Just enjoy this one, honestly. Especially after last season’s 42–13 demolition in Ann Arbor (the game where Ezekiel Elliott showed that he’d destroy front sevens in the NFL as well as he did in college), this one has the makings of a classic. This game gets the big TV—assign the rest of the noon games to a laptop or other mobile device.
Michigan State at No. 7 Penn State (Saturday, 3:30 p.m. ET, ESPN):
Rare do both Michigan and Ohio State support the same cause, but they’ll be rooting for the Spartans to pull the upset on Saturday to knock Penn State out of the Big Ten race. This isn’t a game that bodes very well for the Nittany Lions either. Like Clemson last year (though nowhere near as talented), Penn State is suffering from constant underestimation by pundits and opponents. It felt like Ohio State was coasting during the teams’ game in State College, but Penn State returned a blocked field goal for a TD and sacked J.T. Barrett about 20 times on the final two possessions. The Nittany Lions’ defensive line is its strong suit, but quarterback Trace McSorley will need to complete some long early throws to keep Michigan State from keying on star running back Saquon Barkley. It’s an intriguing one, especially after the Spartans’ near-miss against Ohio State.

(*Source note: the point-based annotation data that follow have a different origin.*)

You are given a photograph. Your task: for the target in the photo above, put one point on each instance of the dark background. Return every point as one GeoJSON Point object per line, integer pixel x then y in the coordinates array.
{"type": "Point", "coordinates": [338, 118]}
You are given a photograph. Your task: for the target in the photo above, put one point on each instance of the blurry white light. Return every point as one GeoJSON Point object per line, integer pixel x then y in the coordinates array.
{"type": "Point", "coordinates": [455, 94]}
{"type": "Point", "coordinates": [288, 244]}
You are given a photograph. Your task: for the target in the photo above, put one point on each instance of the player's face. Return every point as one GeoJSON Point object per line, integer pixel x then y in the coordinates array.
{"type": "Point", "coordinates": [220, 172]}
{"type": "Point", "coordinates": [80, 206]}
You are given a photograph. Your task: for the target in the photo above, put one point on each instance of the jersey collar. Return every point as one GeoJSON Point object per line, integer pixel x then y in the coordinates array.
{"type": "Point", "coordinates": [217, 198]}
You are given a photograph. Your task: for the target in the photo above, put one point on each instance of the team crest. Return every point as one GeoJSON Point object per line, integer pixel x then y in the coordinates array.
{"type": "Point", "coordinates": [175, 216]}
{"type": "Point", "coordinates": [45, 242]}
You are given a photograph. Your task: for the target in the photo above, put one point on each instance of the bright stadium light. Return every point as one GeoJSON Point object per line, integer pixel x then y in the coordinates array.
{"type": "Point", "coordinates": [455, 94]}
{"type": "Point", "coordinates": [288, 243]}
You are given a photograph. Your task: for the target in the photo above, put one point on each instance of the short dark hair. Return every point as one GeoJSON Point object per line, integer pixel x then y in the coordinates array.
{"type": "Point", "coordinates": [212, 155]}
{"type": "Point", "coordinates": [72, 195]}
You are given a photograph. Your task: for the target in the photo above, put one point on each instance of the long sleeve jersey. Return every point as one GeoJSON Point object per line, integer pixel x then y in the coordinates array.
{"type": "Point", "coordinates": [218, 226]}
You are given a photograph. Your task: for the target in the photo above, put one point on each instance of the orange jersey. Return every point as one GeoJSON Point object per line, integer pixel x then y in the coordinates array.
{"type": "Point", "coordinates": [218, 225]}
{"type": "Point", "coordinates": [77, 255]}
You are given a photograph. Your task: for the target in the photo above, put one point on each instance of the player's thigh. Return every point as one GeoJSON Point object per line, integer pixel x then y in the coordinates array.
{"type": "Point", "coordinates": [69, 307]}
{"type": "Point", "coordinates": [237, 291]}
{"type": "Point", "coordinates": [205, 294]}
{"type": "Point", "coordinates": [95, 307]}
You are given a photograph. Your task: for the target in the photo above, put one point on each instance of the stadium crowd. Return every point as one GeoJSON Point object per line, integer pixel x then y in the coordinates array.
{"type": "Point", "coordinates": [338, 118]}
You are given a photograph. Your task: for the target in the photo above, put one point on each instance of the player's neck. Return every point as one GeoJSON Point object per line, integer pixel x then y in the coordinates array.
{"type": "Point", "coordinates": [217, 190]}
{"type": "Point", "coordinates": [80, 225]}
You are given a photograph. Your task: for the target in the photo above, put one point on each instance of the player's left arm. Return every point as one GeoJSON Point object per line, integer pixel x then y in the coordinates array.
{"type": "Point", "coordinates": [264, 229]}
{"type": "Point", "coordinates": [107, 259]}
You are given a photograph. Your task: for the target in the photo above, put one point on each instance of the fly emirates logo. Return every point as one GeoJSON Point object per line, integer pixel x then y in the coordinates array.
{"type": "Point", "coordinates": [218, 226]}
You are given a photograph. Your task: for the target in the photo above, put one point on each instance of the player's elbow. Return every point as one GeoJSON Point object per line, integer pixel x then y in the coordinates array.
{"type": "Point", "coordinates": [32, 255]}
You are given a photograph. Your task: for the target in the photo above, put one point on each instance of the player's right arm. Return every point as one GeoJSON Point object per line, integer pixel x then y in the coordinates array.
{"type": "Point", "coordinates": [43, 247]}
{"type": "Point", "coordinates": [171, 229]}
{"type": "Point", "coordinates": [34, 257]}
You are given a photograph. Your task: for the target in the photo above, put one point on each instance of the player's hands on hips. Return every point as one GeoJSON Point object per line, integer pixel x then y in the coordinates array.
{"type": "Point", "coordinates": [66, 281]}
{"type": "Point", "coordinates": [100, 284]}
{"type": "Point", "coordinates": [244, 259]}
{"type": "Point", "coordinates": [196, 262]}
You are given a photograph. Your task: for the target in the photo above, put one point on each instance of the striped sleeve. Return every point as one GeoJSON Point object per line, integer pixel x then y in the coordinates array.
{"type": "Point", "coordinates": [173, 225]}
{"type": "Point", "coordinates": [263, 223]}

Let’s hope Mark Dantonio is prepared. It sure sounds like he’s been studying.
No. 13 Auburn at No. 1 Alabama (Saturday, 3:30 p.m. ET, CBS): This one is an annual must-see, but the key will be if a hobbled Kamryn Pettway can effectively run against Alabama’s legion of football robots. Leonard Fournette wasn’t able to solve the Tide’s frightening defensive interior, so it’s hard to fathom that Pettway will. That said, Auburn’s offensive line has been strong in the second half of the season, and Pettway is the kind of bruising back that might give the Tide trouble. I said might give them trouble.
No. 22 Utah at No. 9 Colorado (Saturday, 7:30 p.m. ET, FOX; watch live on FOX Sports Go): It’s a forced rivalry that came from the Pac-10’s expansion into the Pac-12, but this game has a ton of Pac-12 title implications. Colorado secures the Pac-12 South with a win, USC gets it if Colorado loses. Angry teams with little to play for are dangerous teams, and Utah is probably steaming after Oregon ended the Utes’ conference title hopes last weekend. Not bad fodder for a (new) rivalry game, right?
No. 15 Florida at No. 14 Florida State (Saturday, 8 p.m. ET, ABC): The Florida defense may still be having nightmares after Dalvin Cook gashed it for 183 rushing yards and two touchdowns last year. Cook is coming off of a splendid 225-yard, four-touchdown performance against Syracuse last week, while the Gators are likely vibing after their goal-line stand to beat LSU last week. Only pride is on the line in this one (Florida clinched the SEC East and Florida State can’t win the ACC Coastal), but head coach Jim McElwain probably wants to flash his pearly whites in the postgame again after bringing the Florida Cup back to Gainesville for the first time since 2012.